Quel avenir pour Areva après Fukushima ?
Fukushima. Un nom qui résonne en permanence dans l’esprit de Luc Oursel, fraîchement nommé président du directoire d’Areva par Nicolas Sarkozy. Un nom qui ouvre une longue période de doute pour l’industrie nucléaire.
L’accident nucléaire de Fukushima a eu des conséquences psychologiques rapides sur les pays européens. Promptement, l’Allemagne a adopté un énorme paquet législatif dont l’axe majeur est la sortie du nucléaire en 2022. En Italie, ce sont près de 94 % des électeurs italiens qui se sont exprimés, lors du référendum des 12 et 13 juin, en faveur de la suppression définitive de la loi de juillet 2009 instaurant le retour du nucléaire. Même la France n’est pas épargnée par ce désaveu : les sondages indiquent que plus de la moitié des Français est désormais favorable à une sortie progressive du nucléaire dans notre pays.
Les pays émergents sont aussi source d’inquiétude pour Areva. L’accident de Fukushima a reporté un certains nombres de projets en Chine ou en Inde et bien des pays ayant partiellement misé sur le nucléaire dans leur mix énergétique sont aujourd’hui dans le doute.
Par ailleurs, il est très probable que toute la filière nucléaire subisse un véritable raz-de-marée normatif et législatif d’ici quelques années. Au niveau international, l’Agence Internationale de l’Energie Atomique (AIEA) est en phase de renforcer grandement ses normes et ses dispositifs de contrôle. En ce sens, Nicolas Sarkozy a de nouveau manifesté son volontarisme politique sur la scène internationale en se faisant le chantre d’un durcissement des normes nucléaires mondiales. D’autre part, les acteurs de la filière et en particulier les utilities vont avoir à subir un certain nombre de tests de fiabilité, à tous les niveaux, un peu à l’image des stress tests européens ou japonais sur les centrales. Les régulateurs du nucléaire vont également avoir leur mot à dire dans le durcissement des règles de sécurité, à l’image de l’Autorité de sûreté nucléaire (ASN) qui, après son audit de la centrale de Fessenheim en Alsace, prône un renforcement de la dalle de béton situé en-dessous du réacteur.

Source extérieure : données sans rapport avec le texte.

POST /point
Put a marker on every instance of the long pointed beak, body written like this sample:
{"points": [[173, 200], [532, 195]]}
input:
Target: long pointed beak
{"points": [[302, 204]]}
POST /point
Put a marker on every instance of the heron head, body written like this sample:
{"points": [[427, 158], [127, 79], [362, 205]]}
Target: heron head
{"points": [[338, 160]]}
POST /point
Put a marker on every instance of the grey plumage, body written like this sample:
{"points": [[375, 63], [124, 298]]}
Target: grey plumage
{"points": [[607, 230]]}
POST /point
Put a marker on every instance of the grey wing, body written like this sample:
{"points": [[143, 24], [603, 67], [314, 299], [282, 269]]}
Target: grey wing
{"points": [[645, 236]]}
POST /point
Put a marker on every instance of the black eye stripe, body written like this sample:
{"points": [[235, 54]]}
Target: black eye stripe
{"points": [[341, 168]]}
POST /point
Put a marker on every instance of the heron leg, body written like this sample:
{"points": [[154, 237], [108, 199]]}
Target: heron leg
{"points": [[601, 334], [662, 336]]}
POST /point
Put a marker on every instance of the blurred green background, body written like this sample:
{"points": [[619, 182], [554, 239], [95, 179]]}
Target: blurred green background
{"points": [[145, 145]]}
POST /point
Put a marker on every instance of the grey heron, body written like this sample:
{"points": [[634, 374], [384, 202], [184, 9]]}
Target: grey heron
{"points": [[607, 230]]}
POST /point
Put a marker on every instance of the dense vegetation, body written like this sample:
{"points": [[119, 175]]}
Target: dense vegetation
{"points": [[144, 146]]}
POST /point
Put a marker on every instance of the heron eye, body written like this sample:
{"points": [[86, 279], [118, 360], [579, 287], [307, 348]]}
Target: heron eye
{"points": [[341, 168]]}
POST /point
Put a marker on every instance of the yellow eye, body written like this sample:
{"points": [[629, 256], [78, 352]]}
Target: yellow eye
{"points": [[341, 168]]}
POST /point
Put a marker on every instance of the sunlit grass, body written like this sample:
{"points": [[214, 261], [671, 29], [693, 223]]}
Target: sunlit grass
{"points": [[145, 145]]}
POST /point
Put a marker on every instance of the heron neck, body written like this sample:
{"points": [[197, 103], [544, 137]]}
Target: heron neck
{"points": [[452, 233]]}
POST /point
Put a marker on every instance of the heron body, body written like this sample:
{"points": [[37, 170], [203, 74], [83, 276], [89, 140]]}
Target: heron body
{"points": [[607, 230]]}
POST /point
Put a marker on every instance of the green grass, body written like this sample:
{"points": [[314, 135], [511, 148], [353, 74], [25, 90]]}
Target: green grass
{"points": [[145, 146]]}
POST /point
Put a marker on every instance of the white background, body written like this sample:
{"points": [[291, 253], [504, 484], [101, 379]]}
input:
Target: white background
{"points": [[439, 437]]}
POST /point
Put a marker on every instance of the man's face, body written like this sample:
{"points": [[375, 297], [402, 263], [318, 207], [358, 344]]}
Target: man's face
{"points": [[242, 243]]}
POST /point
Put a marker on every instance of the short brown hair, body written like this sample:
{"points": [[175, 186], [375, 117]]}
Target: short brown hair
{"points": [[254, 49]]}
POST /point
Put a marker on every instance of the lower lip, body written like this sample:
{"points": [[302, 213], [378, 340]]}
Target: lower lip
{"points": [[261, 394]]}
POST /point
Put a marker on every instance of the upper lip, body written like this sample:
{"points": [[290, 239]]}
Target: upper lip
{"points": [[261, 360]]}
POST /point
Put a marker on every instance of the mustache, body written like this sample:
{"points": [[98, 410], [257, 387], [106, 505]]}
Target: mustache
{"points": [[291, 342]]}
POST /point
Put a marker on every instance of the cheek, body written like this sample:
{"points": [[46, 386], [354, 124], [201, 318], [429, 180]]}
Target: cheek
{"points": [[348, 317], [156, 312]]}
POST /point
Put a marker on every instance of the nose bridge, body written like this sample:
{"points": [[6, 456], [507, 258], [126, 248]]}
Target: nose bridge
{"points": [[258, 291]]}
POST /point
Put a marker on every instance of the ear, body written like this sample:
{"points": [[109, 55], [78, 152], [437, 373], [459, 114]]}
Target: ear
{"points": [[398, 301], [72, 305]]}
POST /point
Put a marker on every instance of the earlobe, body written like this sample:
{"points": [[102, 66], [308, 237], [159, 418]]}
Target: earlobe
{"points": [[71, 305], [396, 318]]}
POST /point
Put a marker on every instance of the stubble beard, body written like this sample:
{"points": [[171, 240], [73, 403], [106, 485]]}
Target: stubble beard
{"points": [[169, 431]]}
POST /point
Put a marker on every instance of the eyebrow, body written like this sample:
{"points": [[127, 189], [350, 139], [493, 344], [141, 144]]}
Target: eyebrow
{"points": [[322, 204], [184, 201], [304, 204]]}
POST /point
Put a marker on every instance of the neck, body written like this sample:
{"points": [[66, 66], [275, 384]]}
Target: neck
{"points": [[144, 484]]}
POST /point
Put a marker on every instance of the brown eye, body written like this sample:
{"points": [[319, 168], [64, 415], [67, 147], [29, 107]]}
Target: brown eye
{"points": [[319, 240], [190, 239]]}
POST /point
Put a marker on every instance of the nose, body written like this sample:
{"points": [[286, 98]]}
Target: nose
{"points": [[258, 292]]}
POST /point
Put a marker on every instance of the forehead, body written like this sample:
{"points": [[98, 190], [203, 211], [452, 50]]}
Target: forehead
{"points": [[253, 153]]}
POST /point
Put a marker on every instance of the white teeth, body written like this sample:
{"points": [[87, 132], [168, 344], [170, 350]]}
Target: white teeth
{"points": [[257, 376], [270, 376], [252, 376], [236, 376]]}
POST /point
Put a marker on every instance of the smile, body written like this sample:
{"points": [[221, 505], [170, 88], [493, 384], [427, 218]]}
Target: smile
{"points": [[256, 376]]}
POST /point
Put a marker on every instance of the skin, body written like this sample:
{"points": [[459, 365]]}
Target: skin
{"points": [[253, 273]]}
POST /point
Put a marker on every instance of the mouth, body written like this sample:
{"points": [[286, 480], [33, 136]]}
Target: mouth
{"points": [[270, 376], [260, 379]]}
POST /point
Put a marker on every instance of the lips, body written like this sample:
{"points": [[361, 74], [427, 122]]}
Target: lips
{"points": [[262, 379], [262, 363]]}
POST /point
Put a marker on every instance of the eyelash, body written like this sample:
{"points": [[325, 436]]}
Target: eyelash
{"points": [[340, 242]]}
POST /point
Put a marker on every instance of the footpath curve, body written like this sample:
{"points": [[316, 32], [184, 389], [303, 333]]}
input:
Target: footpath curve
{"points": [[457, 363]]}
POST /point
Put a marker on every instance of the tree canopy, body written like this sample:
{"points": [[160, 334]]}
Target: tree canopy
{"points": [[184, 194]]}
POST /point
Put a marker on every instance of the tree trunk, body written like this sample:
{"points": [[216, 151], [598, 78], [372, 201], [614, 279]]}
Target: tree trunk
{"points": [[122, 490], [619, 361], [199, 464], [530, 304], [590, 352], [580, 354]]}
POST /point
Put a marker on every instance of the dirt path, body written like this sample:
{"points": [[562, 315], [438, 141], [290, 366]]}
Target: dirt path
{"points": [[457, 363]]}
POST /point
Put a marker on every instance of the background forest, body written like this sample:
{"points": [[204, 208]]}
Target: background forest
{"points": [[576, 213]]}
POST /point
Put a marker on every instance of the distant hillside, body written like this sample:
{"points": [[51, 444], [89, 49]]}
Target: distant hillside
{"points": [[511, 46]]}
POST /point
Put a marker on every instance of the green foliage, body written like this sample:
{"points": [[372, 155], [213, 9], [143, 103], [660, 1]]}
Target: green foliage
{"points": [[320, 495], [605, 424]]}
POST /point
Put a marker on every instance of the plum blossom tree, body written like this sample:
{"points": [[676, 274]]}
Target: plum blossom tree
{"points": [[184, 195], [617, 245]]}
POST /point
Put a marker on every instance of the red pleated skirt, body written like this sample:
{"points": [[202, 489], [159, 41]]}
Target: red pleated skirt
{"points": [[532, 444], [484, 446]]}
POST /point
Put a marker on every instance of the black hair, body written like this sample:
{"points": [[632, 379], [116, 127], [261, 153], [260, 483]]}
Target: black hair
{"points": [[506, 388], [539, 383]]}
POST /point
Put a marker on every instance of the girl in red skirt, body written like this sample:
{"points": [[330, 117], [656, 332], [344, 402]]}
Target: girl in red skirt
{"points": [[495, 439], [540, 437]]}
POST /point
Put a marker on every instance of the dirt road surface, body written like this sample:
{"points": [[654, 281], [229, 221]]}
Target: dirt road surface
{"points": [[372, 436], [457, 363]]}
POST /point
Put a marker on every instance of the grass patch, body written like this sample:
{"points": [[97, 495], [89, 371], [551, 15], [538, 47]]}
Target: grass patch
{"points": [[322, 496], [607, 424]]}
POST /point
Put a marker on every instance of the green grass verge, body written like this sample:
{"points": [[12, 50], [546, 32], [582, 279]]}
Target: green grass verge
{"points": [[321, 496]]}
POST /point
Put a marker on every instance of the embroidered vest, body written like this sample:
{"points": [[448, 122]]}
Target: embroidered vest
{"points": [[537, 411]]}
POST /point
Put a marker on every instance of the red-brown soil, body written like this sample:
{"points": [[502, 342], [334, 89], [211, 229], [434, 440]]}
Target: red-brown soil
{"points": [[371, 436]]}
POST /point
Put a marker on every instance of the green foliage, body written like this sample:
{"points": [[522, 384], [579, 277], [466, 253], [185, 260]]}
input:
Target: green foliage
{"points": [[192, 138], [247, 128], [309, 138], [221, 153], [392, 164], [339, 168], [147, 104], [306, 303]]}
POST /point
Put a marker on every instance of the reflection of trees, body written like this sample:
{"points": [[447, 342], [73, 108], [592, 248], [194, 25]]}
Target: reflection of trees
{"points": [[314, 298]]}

Néanmoins, ces difficultés et l’exigence de sécurité peuvent être vues comme d’incroyables opportunités pour Areva, qui propose déjà le réacteur le plus sûr de la filière : l’EPR (European Pressurized Reactor) est aujourd’hui le seul réacteur capable de résister à un crash aérien, ce qu’Areva ne manquera pas de mettre en avant dans le futur. Plus généralement, la maîtrise technologique et le savoir-faire français permettront de perpétuer la réputation d’excellence dont jouit notre filière nucléaire. Après Fukushima, il est probable que les pays acheteurs soient infiniment plus regardants sur les questions de sécurité.
Enfin, il semble qu’un élément essentiel joue en faveur d’Areva : le temps. Depuis le tsunami du 11 mars 2011, de nombreux gouvernements ont pris position contre le nucléaire, traduisant ou non cette position dans le marbre de la loi. On peut légitimement se dire que, une fois que l’émotion consécutive à cet accident se sera estompée, le climat sera plus propice à un débat posé sur le nucléaire. A cette occasion, il est probable que les positions défendues soient plus rationnelles et que l’on pèse le pour et le contre de manière impartiale, ce qui est loin d’être le cas aujourd’hui.